The early morning sunlight peering through the patio door creates a glare on my laptop and I rub my tired eyes. Since everyone else is still asleep, it has allowed me to concentrate in peace, with the exception of Bella's request to be let outside to do her business.

Exhaling a heavy breath, I reach for my third cuppa of the morning and take a sip. Since I'm running on about two hours of sleep, I'm hoping the caffeine will help me get through the day because I still have so much to research.

So far, I've learned that there are different stages of cervical cancer and the survival rates are based on those stages and I just want to scream.

Why? Why did this have to happen to us? We're too young to go through this. We're supposed to be together forever.

"It's not fucking fair," I seethe through gritted teeth and bury my face in my hands.

"M'sorry, am I interrupting?" a groggy voice startles me and I quickly wipe away my tears.

"No no, April, you're not. Good morning," I say with a cordial smile, nonchalantly closing my laptop for privacy. "How was last night? Did the girls give you any trouble?"

"No, of course not, well, Janelle woke up twice, but I changed her diaper and rocked her back to sleep," she smiles, crossing her arms over her purple bathrobe and her smile fades. "So, what happened at the ER? Is everything okay with Bea?"

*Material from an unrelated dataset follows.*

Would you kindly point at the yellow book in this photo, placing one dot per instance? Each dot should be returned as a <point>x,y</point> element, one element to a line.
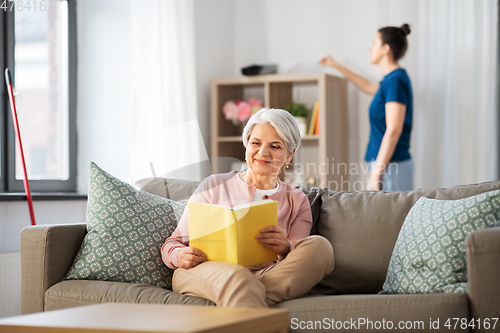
<point>228,234</point>
<point>314,116</point>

Shit. What do I say? Think, Harry.

"Well, the doctor thought it would be best if we get a second opinion, and since it was so late, or rather early in the morning when we got home, Bea and I didn't discuss it, so-"

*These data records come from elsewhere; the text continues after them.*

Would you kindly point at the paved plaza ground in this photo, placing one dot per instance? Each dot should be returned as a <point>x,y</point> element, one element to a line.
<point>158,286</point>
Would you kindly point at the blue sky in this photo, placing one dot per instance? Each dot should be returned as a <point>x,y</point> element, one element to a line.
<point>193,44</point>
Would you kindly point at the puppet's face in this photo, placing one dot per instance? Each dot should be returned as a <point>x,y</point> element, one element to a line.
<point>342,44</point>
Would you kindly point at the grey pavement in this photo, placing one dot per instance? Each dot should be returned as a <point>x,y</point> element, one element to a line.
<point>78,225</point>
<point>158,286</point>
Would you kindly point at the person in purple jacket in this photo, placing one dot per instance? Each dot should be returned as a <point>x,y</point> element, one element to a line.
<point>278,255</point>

"It's okay, Harry, I understand," she interrupts me with a sympathetic smile. "Just let me know what I can do to help."

"Thank you, April. You're such a wonderful friend, I wouldn't know what we'd do without you," I truthfully admit and she blushes, waving off the compliment. "So, uhm, help yourself to some breakfast. I'm not sure what all we have, but-" I'm interrupted by the sound of Janelle's cries coming through the baby monitor that I realize April is holding and we smile at each other. "I'll check on her."

"I can, if that will help," April offers.

"Yeah, it would, actually," I nod, covering an unexpected yawn. "I should check on Bea anyway."

"Alright, so I'll bring the girls downstairs and get breakfast started for them," she says and I thank her before she walks out of the kitchen.

I stand up from the table, tightening the belt on my bathrobe and I grab the empty mug to put in the sink.

As I make my way upstairs, Janelle's cries become louder and I smile sadly, placing my hand over my aching Dadda heart.

The hallway is quiet once I reach my bedroom door and I exhale in relief, knowing that my baby girl is okay. I open the door slowly just in case Bea's still asleep and I step inside, quietly shutting the door behind me.